Byte Bandits
Team led by a Founder/CTO (PSV Technologies) developing A.I.R.E.N, an AI-driven 3D CAD intelligence platform, skilled in ML, Robotics, and Python/C++.
Project Description
A.I.R.E.N is an adaptive 3D CAD intelligence platform that solves a core frustration: traditional CAD tools are slow, rigid, and require heavy manual operations. A.I.R.E.N replaces this with an agent-driven design system that understands spatial intent, interprets natural inputs, and generates real-time parametric models. The user describes or gestures a structure, the agent translates it into geometry, refines constraints, and produces an editable 3D model. The end-to-end demo shows input → interpretation → model generation → refinement in one continuous flow.
How the Project Meets Judging Criteria
- Working Prototype
A functioning pipeline where user prompts (voice/text/gesture) are parsed by an AI agent, converted into geometric instructions, and rendered as 3D models using a live viewer. Real-time edits demonstrate responsiveness.
- Technical Complexity & Integration
Multi-agent system handles interpretation, geometry planning, constraint solving, and visualization. Integrates LLM reasoning, vector embeddings, parametric modeling logic, and WebGL rendering. Demonstrates continuous loop between model generation and user intent correction.
- Innovation & Creativity
Reimagines CAD as an intelligent collaborator instead of a tool. Natural-language-driven modeling and predictive geometry are rarely achieved in lightweight prototypes. Spatial reasoning + AI agent orchestration distinguishes it.
- Real-World Impact
Enables designers, engineers, students, and makers to create complex models faster with minimal learning curve. Reduces the barrier to 3D design and accelerates prototyping in manufacturing, architecture, robotics, and product design.
- Theme Alignment
Built around an AI agent that autonomously interprets instructions, makes decisions, and executes design tasks end-to-end. Fully demonstrates agentic reasoning, multi-step planning, and adaptive correction.
Technologies & Integrations Used
Core AI & Agents
• GPT-based LLM for spatial reasoning
• Embedding model for intent mapping
• Agent orchestration via LangChain/AutoGen-style frameworks
• Custom geometry-planning agent (constraints, dimensions, topology)
Rendering & Modeling Stack
• Three.js / Babylon.js for WebGL 3D visualization
• OpenCascade / CADKernel for parametric modeling operations
• Python backend for geometry computation
• REST/WebSocket layer for real-time sync
Frontend & Interaction
• React + TypeScript
• Voice input (Web Speech API)
• Optional gesture/mouse-driven sketch mode
Infrastructure
• Cloud deployment via Vercel/Render
• Python backend hosted on Railway/Fly.io
• Storage for model files (S3-compatible buckets)

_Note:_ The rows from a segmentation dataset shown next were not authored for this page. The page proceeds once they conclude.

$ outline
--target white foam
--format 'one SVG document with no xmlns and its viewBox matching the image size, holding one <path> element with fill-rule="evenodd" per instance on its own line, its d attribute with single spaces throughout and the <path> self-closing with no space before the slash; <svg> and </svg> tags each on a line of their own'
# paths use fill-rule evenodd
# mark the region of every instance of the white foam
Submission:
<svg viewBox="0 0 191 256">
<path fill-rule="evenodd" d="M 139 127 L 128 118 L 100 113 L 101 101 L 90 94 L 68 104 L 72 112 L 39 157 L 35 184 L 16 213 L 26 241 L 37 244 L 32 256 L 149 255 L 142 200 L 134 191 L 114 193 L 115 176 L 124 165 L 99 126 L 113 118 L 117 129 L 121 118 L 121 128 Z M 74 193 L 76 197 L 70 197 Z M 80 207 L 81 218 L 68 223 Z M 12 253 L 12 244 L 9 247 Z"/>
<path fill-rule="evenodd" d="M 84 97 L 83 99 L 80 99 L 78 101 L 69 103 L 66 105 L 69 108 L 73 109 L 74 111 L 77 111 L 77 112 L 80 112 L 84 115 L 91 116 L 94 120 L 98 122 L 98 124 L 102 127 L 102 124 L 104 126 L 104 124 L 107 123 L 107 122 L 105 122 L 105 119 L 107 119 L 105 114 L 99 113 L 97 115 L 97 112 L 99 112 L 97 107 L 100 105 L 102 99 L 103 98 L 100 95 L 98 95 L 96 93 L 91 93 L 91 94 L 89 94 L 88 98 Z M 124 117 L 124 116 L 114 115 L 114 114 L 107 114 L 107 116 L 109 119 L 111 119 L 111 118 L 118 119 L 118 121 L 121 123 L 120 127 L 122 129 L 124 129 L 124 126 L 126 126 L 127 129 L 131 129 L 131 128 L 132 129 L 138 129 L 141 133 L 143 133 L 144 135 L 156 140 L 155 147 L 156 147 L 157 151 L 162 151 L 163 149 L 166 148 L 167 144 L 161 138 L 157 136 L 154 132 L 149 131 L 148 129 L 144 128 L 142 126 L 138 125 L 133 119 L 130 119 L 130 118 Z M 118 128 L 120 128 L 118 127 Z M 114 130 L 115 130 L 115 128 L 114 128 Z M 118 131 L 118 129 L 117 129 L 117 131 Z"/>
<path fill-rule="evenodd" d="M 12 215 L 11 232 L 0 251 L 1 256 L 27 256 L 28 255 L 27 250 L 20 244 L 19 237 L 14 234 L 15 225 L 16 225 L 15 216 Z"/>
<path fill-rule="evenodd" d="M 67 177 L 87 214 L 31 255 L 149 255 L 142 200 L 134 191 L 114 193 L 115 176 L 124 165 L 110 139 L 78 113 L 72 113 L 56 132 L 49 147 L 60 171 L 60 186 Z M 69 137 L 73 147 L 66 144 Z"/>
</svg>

Demo & Reproducibility Steps
- User enters prompt or voice command: “Create a cylindrical base with a 10 cm radius and attach a hollow cube on top.”
- Agent parses prompt → constructs intent map → generates parametric instructions.
- Geometry engine constructs the model and renders it instantly in the browser.
- User asks for refinements (“Make the walls thinner” or “Rotate the cube 30 degrees”).
- Agent updates constraints and re-renders in real time.
- Final model can be exported as STL/STEP.